Reports out of Brazil on Tuesday revived the persistent rumors about the potential inclusion of MLS teams in the South American tournament.
The idea makes plenty of sense from the federation's perspective. Expanding the tournament to Canada and the United States would generate more commercial and television revenue for the tournament and its participants. The two-tiered system – a first playoff stage for selected qualifiers and a second group stage with champions from every country (plus a few extra berths for Brazil and Argentina and the first round winners) – offers plenty of flexibility to accommodate a couple of extra teams. Any tinkering will require deft political maneuvering to keep all parties relatively happy, but the concept of a financial windfall with minimal associated cost would likely quell any concerns.
Although the proposal appears just as enticing to MLS and its clubs in theory, the decision to participate isn't as straightforward as it might appear at first glance. MLS executives and investor/operators must address and rectify genuine competitive, financial and structural concerns before they can seriously weigh making this particular leap.
The structural concerns take precedence at the outset given the league's commitment to the CONCACAF Champions League. CONCACAF simply will not countenance the thought of allowing the top MLS sides to bypass its tournament to play in the Libertadores. Nor should MLS consider spurning its host confederation to do so. But those strictures limit MLS' options in any attempt to send its best teams to a stronger competition.

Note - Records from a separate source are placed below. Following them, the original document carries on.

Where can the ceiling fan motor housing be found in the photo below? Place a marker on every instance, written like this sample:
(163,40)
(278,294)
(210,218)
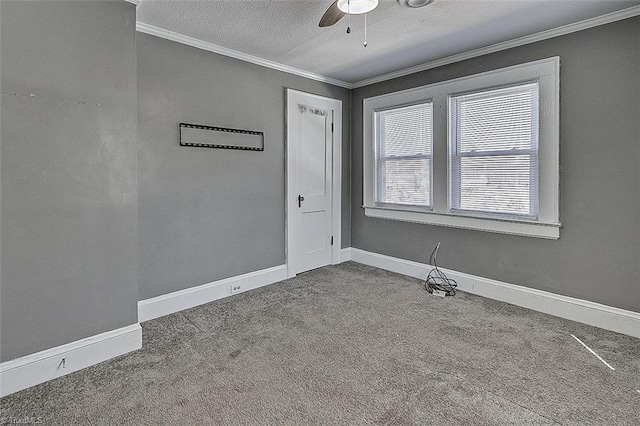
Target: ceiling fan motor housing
(415,3)
(357,7)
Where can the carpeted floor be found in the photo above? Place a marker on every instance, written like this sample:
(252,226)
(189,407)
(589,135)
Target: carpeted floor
(351,344)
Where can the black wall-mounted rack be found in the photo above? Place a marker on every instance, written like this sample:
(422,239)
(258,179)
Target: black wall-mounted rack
(196,135)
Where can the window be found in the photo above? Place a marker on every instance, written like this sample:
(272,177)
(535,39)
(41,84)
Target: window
(479,152)
(494,151)
(404,137)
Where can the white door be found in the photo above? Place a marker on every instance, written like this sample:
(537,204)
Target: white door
(310,149)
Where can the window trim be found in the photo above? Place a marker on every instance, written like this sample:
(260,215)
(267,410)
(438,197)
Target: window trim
(547,72)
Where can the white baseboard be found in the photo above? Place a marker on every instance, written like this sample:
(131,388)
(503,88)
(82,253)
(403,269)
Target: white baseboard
(183,299)
(584,311)
(30,370)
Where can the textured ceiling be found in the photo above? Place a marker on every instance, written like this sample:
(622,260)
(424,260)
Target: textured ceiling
(287,32)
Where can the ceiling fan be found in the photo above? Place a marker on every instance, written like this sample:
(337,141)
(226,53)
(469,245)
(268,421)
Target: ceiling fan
(339,8)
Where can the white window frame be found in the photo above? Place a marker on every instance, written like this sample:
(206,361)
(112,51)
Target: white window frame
(547,224)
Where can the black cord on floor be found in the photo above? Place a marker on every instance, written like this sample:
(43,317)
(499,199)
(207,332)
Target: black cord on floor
(437,280)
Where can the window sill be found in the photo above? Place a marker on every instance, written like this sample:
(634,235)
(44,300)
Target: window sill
(512,227)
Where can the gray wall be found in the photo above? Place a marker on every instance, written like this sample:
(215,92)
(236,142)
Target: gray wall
(208,214)
(597,257)
(69,184)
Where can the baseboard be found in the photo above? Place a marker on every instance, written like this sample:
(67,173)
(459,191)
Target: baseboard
(30,370)
(584,311)
(183,299)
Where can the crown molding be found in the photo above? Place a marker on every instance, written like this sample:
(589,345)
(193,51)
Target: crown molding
(520,41)
(204,45)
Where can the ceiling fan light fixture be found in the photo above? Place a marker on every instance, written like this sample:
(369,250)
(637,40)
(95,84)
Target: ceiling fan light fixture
(357,7)
(415,3)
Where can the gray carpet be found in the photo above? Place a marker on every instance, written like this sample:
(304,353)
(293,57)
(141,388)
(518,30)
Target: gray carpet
(351,344)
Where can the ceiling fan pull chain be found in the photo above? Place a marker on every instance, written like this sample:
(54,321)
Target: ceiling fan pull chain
(365,30)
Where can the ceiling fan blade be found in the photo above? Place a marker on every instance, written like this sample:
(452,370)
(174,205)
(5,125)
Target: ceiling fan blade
(331,16)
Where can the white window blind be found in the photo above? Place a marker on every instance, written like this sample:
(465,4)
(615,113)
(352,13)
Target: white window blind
(404,139)
(494,151)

Unlike its many of fellow leagues in Mexico and South America, MLS does not adhere to the standard FIFA calendar or play a split-season schedule. Although Mexican teams bear a significant burden to participate in the Libertadores and often suffer in domestic and international play as a result of those considerable obligations, they possess a structure more capable of coping with those demands.

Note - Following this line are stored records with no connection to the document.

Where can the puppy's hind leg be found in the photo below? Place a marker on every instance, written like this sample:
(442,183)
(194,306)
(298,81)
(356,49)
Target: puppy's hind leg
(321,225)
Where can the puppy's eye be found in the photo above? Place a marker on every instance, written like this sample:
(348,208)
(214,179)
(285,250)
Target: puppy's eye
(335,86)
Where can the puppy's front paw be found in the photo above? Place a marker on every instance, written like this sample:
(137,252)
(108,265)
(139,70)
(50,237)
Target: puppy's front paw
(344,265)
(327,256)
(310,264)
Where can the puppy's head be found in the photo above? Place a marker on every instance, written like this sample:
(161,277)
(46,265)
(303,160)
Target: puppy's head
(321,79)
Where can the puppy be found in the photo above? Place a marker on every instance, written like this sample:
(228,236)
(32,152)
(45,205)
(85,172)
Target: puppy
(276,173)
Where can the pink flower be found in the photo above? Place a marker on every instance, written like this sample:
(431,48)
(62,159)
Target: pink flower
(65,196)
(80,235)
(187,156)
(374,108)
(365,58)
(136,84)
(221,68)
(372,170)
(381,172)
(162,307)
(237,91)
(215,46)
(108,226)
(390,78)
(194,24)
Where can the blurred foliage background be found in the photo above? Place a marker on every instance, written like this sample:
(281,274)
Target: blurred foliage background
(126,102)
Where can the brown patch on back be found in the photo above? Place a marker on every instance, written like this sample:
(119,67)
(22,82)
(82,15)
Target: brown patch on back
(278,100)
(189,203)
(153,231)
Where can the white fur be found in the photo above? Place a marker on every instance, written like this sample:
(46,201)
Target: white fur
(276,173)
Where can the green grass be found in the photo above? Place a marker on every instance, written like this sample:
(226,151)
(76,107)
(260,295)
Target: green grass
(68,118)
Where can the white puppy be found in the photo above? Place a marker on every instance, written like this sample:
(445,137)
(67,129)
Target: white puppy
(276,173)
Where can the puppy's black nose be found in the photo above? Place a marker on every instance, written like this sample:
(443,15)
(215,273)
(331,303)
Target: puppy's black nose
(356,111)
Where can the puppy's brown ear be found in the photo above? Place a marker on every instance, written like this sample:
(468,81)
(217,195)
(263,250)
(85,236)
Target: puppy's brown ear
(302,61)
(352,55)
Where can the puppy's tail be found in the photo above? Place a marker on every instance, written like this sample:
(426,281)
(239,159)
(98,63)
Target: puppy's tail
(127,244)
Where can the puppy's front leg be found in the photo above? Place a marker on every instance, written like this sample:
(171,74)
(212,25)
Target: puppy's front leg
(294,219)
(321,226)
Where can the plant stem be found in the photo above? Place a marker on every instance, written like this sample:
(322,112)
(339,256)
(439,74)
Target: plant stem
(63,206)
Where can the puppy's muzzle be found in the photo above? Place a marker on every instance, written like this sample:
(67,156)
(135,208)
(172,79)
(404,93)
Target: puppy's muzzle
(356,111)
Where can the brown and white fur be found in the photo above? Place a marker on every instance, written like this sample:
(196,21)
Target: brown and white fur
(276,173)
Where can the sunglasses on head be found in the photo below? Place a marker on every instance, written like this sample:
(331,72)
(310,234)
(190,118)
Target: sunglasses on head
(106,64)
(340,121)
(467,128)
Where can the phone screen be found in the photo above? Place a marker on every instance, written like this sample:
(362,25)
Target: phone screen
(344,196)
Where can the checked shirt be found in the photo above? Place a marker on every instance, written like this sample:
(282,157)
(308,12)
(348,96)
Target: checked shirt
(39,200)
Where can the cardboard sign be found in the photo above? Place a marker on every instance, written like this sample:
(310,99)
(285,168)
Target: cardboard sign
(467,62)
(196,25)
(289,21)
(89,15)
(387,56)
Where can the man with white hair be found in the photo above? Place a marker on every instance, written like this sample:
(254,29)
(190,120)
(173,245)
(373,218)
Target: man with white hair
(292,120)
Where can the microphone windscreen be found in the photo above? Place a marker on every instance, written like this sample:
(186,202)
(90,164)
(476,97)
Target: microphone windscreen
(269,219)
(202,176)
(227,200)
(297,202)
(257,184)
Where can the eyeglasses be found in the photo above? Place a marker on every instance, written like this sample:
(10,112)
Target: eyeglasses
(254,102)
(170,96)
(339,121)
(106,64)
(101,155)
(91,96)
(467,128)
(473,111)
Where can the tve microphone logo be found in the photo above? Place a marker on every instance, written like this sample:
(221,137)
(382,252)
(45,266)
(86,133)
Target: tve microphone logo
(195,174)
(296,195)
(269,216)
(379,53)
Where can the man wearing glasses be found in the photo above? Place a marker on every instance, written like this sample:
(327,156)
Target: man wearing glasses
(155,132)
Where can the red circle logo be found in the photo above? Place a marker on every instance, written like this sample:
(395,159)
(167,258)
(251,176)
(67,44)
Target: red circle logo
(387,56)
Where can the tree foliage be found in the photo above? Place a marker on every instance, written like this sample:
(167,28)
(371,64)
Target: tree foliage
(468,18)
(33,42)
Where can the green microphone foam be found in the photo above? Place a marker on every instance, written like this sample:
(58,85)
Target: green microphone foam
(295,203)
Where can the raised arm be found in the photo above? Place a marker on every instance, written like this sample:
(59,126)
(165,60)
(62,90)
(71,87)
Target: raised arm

Liga MX benefits from its composition by excluding CONCACAF Champions League entrants (the champions and the runners-up from the previous Apertura and Clausura campaigns) and relying on the Apertura table to sort out its Libertadores qualifiers (thereby ensuring the strongest possible representatives when group play starts in a month or two).
MLS does not enjoy such latitude with its spring-to-fall schedule. The league would likely keep the same qualification setup for the Champions League – MLS Cup, Open Cup and Supporters' Shield winners plus the defeated MLS Cup finalist for the following year's competition (e.g., 2012 qualifiers enter the 2013-14 Champions League) – and preclude teams from participating in both tournaments in the same year. In addition to ruling out those top sides, MLS would need to prohibit any non-qualifier participating in the knockout stages of the current edition of the Champions League (e.g., Seattle this year) from playing in the Libertadores group stages for fixture congestion concerns.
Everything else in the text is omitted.